Dr. Kondragunta explained that the online CMAQ model was first tested with the NESDIS Global Biomass Burning Emissions Product. Simulations from the prototype online CMAQ model were applied over the continental U.S. for August 2019 using RAVE hourly fire emissions. The model predictions of surface PM2.5 were much closer to the true values, including a significantly more accurate estimate of the number of times the National Ambient Air Quality Standard for PM2.5 at 35 micrograms per cubic meter of air (35 µg/m3) had been exceeded.
This is the threshold for exposure that, if exceeded during a 24-hour period, the Environmental Protection Agency (EPA) considers unsafe, particularly for sensitive individuals. Local environmental agencies in more than 360 U.S. cities and localities issue air quality alerts when the daily average concentrations of PM2.5 are greater than the EPA standard.

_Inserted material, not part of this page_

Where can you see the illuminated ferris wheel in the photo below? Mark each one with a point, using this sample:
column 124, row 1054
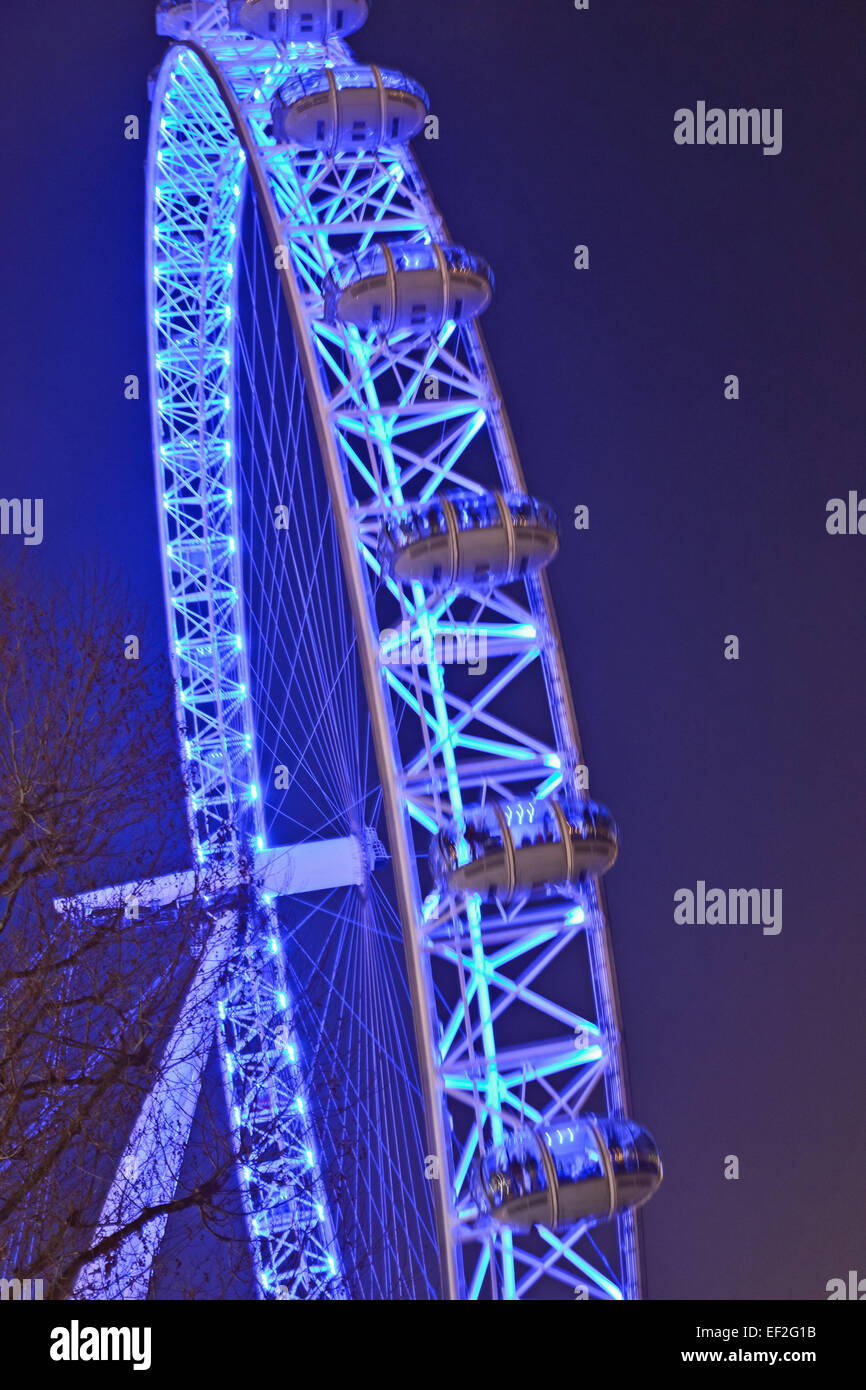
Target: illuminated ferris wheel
column 420, row 1039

Compared to fire emissions information from polar-orbiting satellite instruments, RAVE’s hourly fire emissions resulted in reductions in false alarms by a factor of 100 because the changes of daytime emissions data associated with highs and lows of fire activity are now captured by the model.
Fire emission estimates from RAVE are being tested on the CMAQ variant used at the NWS. Dr. Kondragunta and her colleagues see the development of accurate hourly fire emissions as key to improving predictions, which is critical to enable local governments to provide accurate forecasts and take appropriate actions to protect public health. NWS will continue to test the RAVE emissions product to determine its performance for different types of fires ranging from small-scale agricultural fires to large-scale multi-day wildfires.
In addition to the CMAQ model, the RAVE data will be ingested into the Rapid-Refresh Forecasting System (RRFS) for high-resolution smoke forecasting over North and Central Americas. The experimental RRFS model is currently being developed for weather forecasting at NOAA’s Global Systems Laboratory. The RAVE data will be used to estimate the wildland fire emissions and heat fluxes in the RRFS-Smoke model. The RRFS-Smoke model will be initialized every hour, thus taking advantage of the high-frequency RAVE fire data.